The goal of the first project using these maps was to plot a fairly large number of items with known locations on a simple map of Missouri.

Starting out, you must first include a reference to the bing maps in your page:

<script type='text/javascript' src='http://ecn.dev.virtualearth.net/mapcontrol/mapcontrol.ashx?v=6.2&mkt=en-us'/>

After that, create some objects that you’re going to plot. For our implementation, all the needed information is stored on the page -so these properties are just getting values from these.

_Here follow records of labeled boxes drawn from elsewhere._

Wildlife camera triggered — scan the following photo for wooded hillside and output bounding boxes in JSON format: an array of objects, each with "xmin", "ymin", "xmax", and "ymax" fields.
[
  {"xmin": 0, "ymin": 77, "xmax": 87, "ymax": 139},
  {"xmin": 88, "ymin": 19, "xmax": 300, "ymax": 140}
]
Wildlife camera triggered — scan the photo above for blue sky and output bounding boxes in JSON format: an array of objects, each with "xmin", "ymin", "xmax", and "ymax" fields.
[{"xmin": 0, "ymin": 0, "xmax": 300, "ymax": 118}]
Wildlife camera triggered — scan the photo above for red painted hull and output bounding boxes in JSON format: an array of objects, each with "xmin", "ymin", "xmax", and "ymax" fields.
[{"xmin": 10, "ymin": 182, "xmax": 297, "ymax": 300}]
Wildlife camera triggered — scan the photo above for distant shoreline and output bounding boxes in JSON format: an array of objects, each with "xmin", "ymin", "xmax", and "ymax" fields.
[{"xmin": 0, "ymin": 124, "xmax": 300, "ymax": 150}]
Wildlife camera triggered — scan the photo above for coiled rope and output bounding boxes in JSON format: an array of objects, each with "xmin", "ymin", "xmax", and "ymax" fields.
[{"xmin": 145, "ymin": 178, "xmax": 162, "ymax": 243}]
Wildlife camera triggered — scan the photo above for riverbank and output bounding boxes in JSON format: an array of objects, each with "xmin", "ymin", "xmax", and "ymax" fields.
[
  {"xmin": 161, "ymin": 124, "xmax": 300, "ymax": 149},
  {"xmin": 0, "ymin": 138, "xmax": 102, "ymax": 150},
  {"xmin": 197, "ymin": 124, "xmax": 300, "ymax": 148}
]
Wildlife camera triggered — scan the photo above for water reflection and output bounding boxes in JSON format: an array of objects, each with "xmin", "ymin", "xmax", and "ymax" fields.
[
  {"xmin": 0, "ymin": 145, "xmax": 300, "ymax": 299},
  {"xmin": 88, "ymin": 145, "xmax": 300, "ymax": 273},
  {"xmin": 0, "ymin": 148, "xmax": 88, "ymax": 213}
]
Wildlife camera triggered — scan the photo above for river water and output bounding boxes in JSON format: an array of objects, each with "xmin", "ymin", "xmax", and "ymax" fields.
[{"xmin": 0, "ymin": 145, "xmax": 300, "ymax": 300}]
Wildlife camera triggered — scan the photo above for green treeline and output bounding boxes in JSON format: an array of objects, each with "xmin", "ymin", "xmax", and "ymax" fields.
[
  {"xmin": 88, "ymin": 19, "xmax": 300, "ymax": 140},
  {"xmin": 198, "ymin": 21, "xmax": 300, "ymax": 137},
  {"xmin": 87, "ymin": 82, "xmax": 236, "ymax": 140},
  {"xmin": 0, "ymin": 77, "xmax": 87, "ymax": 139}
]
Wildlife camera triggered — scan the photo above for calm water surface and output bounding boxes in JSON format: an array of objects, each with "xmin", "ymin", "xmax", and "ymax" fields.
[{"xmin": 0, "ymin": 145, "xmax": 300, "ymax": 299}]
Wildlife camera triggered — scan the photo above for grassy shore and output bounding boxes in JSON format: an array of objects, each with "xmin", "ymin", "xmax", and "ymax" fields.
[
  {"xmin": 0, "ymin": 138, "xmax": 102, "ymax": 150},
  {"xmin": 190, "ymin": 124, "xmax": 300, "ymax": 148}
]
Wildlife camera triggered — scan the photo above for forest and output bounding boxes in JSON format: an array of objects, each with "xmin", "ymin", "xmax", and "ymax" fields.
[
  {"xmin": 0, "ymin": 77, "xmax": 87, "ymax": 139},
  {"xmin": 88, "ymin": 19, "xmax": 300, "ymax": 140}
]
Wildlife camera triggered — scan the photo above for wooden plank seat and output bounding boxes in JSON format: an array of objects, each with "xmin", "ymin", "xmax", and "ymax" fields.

function Item($container) {
    var item = this;
    var lngBox = $container.find("input.lng");
    var latBox = $container.find("input.lat");
    item.getLat = function() { return latBox.val(); };
    item.getLng = function() { return lngBox.val(); };
    item.Icon = “img/iconhere”;
    item.Title = “Title Here”;
}

Item.prototype.plot = function(map) {
    var item = this;
    item.getPosition(function(latLng) {
    var thisPin = new VEShape(VEShapeType.Pushpin, latLng);
    thisPin.SetCustomIcon(item.Icon);
    thisPin.SetTitle(Item.Title);
    var pinPoint = map.AddShape(thisPin);
});};

It’s worth noting here the “plot” is expecting an object of type “VEMap”, and will then position a point of type VEShape at the position of the item.

For our implementation, we had static addresses with Latitudes and Longitudes already saved. If your implementation will need to geocode addresses, the “GetLat” and “GetLng” functions will need to be replaced with calls to the geocode service.

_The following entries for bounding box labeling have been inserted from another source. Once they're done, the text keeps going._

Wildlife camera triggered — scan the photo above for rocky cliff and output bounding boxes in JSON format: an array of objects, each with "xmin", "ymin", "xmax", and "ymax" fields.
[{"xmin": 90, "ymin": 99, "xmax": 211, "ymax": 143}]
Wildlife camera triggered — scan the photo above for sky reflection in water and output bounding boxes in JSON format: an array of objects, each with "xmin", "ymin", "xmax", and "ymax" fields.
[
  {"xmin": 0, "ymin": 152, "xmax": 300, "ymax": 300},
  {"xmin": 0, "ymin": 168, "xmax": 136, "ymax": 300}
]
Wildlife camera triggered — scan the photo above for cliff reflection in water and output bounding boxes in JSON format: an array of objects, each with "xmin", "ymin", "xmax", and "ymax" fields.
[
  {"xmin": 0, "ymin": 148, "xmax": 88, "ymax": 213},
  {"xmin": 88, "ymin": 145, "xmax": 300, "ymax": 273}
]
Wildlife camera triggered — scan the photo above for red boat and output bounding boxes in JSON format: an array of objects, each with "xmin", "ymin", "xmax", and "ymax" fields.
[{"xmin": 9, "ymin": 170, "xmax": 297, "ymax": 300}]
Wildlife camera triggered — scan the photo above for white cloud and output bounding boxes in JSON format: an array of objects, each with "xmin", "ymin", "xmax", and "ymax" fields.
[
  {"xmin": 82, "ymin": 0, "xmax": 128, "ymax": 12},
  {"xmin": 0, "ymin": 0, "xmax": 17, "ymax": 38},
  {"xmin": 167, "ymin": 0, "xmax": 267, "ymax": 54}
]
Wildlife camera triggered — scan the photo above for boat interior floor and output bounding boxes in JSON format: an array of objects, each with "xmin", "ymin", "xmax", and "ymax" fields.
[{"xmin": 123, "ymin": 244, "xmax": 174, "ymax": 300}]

After creating these objects, we’ll load the map on page load and plot the objects

var settings = {
              mapOpts: {container: "map", // id of map 
             containerheight: 550, 
           width: 600, 
zoom: 7, 
center: new VELatLong(38.208142, -92.381362) },
elementClick: function() { }// this code is run when a plotted item is clicked
};

$(function() {

    $("#" + settings.mapOpts.container).css({
        'width': settings.mapOpts.width, // the API will not automatically set the height/width of the container object – this must be done before the maps are loaded.
        'height': settings.mapOpts.height,
        'position': 'relative'
    });

    // creates a map in the dom object by ID
    var map = new VEMap(settings.mapOpts.container);

    // attach an event to the item clicks -
    map.AttachEvent("onclick", function(e) {
        if (e.elementID != null) { // call the click function using the Pin element
            var shape = map.GetShapeByID(e.elementID);
            settings.elementClick(shape);
        }
    });

    // this renders the map to the page
    map.LoadMap(settings.mapOpts.center, settings.mapOpts.zoom, null, false, null, false);

    // disable zooming on mouse wheel
    map.AttachEvent("onmousewheel", function(e) {
        var mouseWheel = -e.mouseWheelChange / 2;
        window.scrollBy(0,mouseWheel);
        return true;
    });

    // plot the items on the map
    var items = $("#itemContainer").find("div.itemContainer");
    items.each(function() {
        var item = new Item($(this));
        item.plot(map);
   });
});

You can see some implementation decisions here – the pages were pretty unusable with the default functionality to scroll on mouse wheel, so that was disabled.